I strongly suspect most closed source code developed under commercial or internal pressure is pretty awful after a few years of development.
All LLM code has to do is suck less than existing code. And that's presuming the code quality doesn't improve as the models, the harnesses and our ways of working with them improve.
LLMs doesn't have this benefit. You forget to add the correct to the system prompt, and the LLM will repeat the same mistake over and over, and worse than that, their mistakes aren't based on their understanding, it's basically random guesses.
Humans, even bad coders, still seem to have some sort of architecture in mind, even if it's spaghetti, whereas LLMs (obviously) don't think more than a few steps, and never about the full scope of what they're contributing too, and on purpose too, because you want the context to be as small as possible when you work with LLMs.
With LLMs you need to thread carefully between "What does the LLM need to know?" and "Can I skip passing this to the LLM this time?" while a human you can more or less dump them everything you sit on, and let them shift it through, and they'll mostly make it out OK.
Whilst I don't claim any true "understanding" as that is a very loaded term that doesn't mean it's just random guesses.

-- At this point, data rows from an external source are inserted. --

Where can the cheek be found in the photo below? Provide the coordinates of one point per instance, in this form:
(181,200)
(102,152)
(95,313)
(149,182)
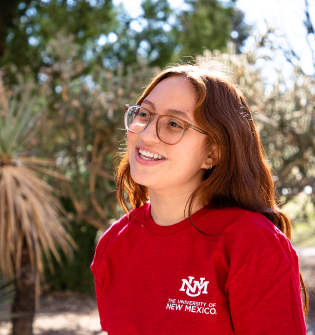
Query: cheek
(131,140)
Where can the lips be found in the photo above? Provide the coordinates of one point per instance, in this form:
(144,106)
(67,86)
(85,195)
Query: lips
(150,156)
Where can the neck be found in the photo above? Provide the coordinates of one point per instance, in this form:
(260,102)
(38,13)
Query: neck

Anyone using recent LLM coding agents on a regular basis would probably agree that there's something going on that fits some non-athropomorphizing, non-sentience-assigning definition of "understanding"
As for the point about improvement - I think that's an orthogonal issue to the overall code quality. With regard to human codebases - there's plenty of scenarios that negate the improvement of individuals. We're comparing organizations with LLMs - not individuals with LLMs and that makes a significant difference.
Not random across their whole training set. Random across related concepts bundled together in the training set. Which is not that dissimilar to human mistakes.
A human's mistakes are also based on going from one option in their training and not another, where the two are close together but one is not appropriate and doesn't fully cover the expected result.
That's obvious in a typo (you get close to the target word but miss it just so), but also in off by one errors (you're still in the proximity of the correct loop you should have written), all the way to picking the wrong architecture or patter n (you still chose among patterns for the worse fit you've picked, you don't suddenly start using cooking recipes).
i dont see why software engineers are paid so well, and are so hard to hire?
just dump a bunch of requirements on a homeless person and itll just work out
But anyway, let the LLM verify the code to give advice on improvements but don't let it write code unverified. That's my opinion on it anyway.